Non-identifiability makes this easier: there are many graphs that can soak up a given residual shape while preserving fit to f-statistics (Maier et al. 2023).

Mechanism II: Cognition selection accelerates purging of Neanderthal segments, creating “basal-like” Neanderthal statistics#

In this world, West Eurasian (especially Near Eastern) lineages experience stronger selection on a broad set of loci relevant to cognition and social functioning. Because Neanderthal segments are enriched for weakly deleterious alleles and are depleted around functional regions in present-day humans, selection tends to remove Neanderthal ancestry near genes and regulatory architecture (Juric et al. 2016; Harris & Nielsen 2016; Sankararaman et al. 2014).

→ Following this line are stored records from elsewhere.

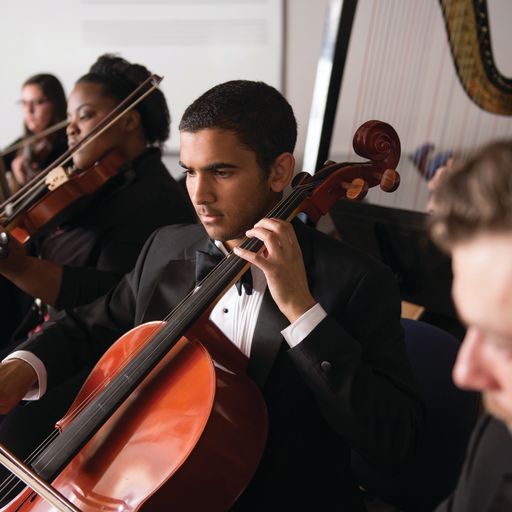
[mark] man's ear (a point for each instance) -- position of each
(131, 120)
(281, 172)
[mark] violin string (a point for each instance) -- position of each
(139, 362)
(221, 270)
(282, 206)
(101, 127)
(183, 304)
(218, 272)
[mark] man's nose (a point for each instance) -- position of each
(202, 192)
(471, 370)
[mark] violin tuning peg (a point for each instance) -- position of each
(357, 189)
(300, 178)
(389, 180)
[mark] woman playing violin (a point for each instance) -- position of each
(85, 256)
(320, 324)
(43, 103)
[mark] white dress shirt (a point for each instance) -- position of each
(235, 315)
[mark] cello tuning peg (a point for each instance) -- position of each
(389, 180)
(357, 189)
(300, 177)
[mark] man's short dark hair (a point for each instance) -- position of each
(475, 197)
(257, 113)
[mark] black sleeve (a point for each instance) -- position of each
(356, 365)
(128, 227)
(78, 337)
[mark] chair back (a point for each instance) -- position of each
(450, 416)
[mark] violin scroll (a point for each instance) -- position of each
(374, 140)
(378, 142)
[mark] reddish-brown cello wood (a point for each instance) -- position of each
(189, 438)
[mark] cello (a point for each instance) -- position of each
(56, 192)
(129, 443)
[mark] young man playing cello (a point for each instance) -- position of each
(320, 325)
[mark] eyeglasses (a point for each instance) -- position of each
(33, 103)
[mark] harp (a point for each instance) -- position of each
(430, 69)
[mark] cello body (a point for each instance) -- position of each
(189, 437)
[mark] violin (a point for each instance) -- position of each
(56, 191)
(169, 408)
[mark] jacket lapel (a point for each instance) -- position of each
(267, 335)
(174, 283)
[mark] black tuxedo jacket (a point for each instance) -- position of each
(485, 483)
(348, 384)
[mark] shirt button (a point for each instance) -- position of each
(326, 366)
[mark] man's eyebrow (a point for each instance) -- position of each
(211, 167)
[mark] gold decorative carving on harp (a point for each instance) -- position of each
(467, 24)
(414, 64)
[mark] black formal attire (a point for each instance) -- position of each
(14, 304)
(347, 384)
(96, 247)
(485, 484)
(100, 244)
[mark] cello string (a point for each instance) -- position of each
(75, 434)
(184, 305)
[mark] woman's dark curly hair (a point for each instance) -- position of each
(119, 78)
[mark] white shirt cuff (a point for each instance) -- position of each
(297, 331)
(39, 388)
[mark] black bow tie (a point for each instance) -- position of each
(207, 260)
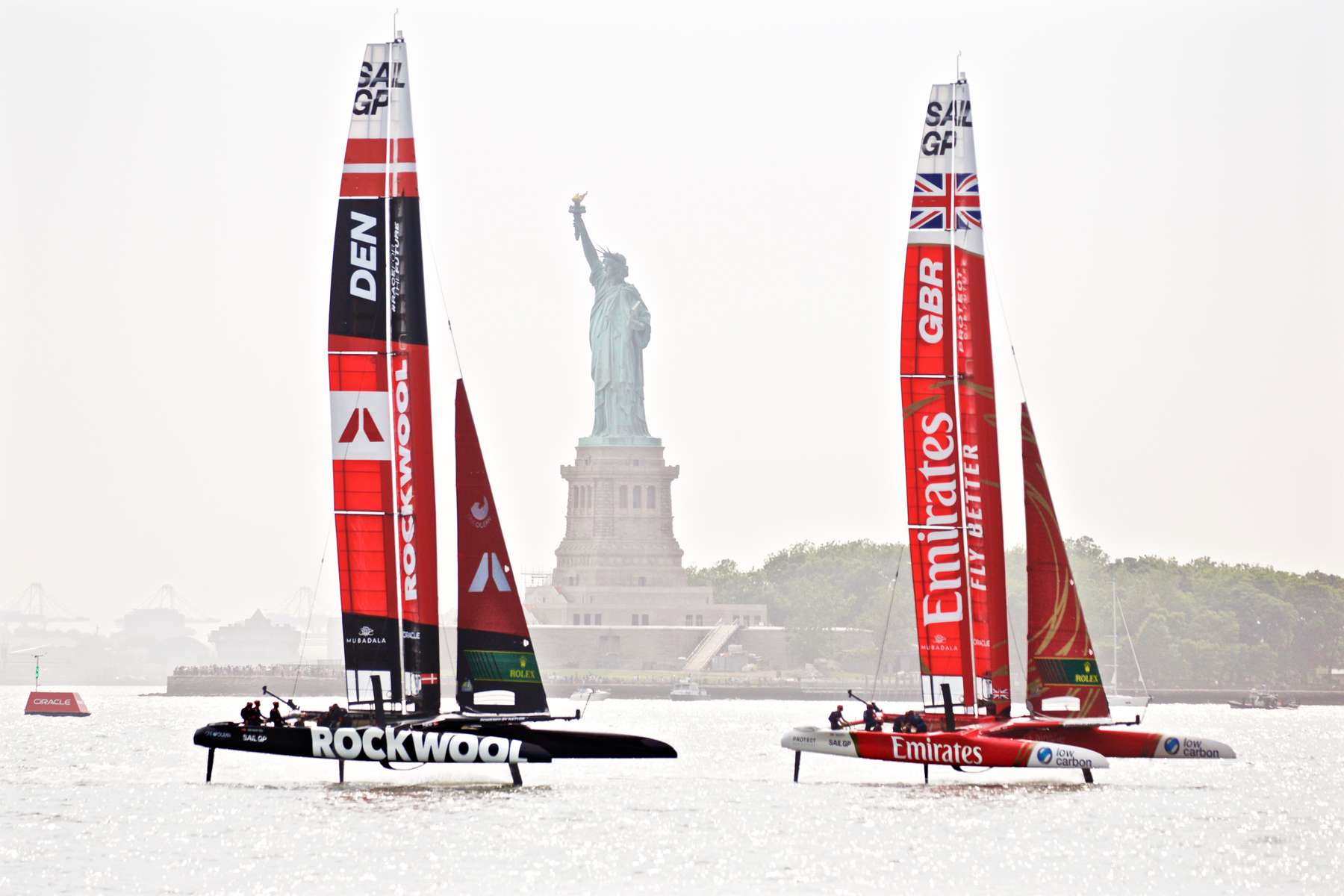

So the Near Eastern lineages can end up with:

  • lower genome-wide Neanderthal affinity,
  • a different distribution of archaic tracts across functional vs neutral regions,
  • and altered allele-sharing with other Eurasians that graph-fitting explains as “dilution by BE.”

This generates the BE’s signature negative correlation with Neanderthal statistics without requiring a Neanderthal-free ghost lineage.

Caveat (steelman acknowledges it): some work argues selection + demography alone cannot explain all differences in Neanderthal ancestry between East Asians and Europeans (Kim & Lohmueller 2015). The heresy response is: “fine—then selection is not the only factor; it just needs to be strong and structured enough to counterfeit the residual shape that BE absorbs.”

Mechanism III: “Basal” can also be produced by back-to-Africa / early dispersal dynamics, and selection misallocates credit#

There is evidence that apparent Neanderthal signals in Africa can be explained by back-migration and/or gene flow into Neanderthals from early modern humans out of Africa (Chen et al. 2020). This matters because BE-like “African-related” components and Neanderthal-sharing patterns can be generated by multiple interacting processes.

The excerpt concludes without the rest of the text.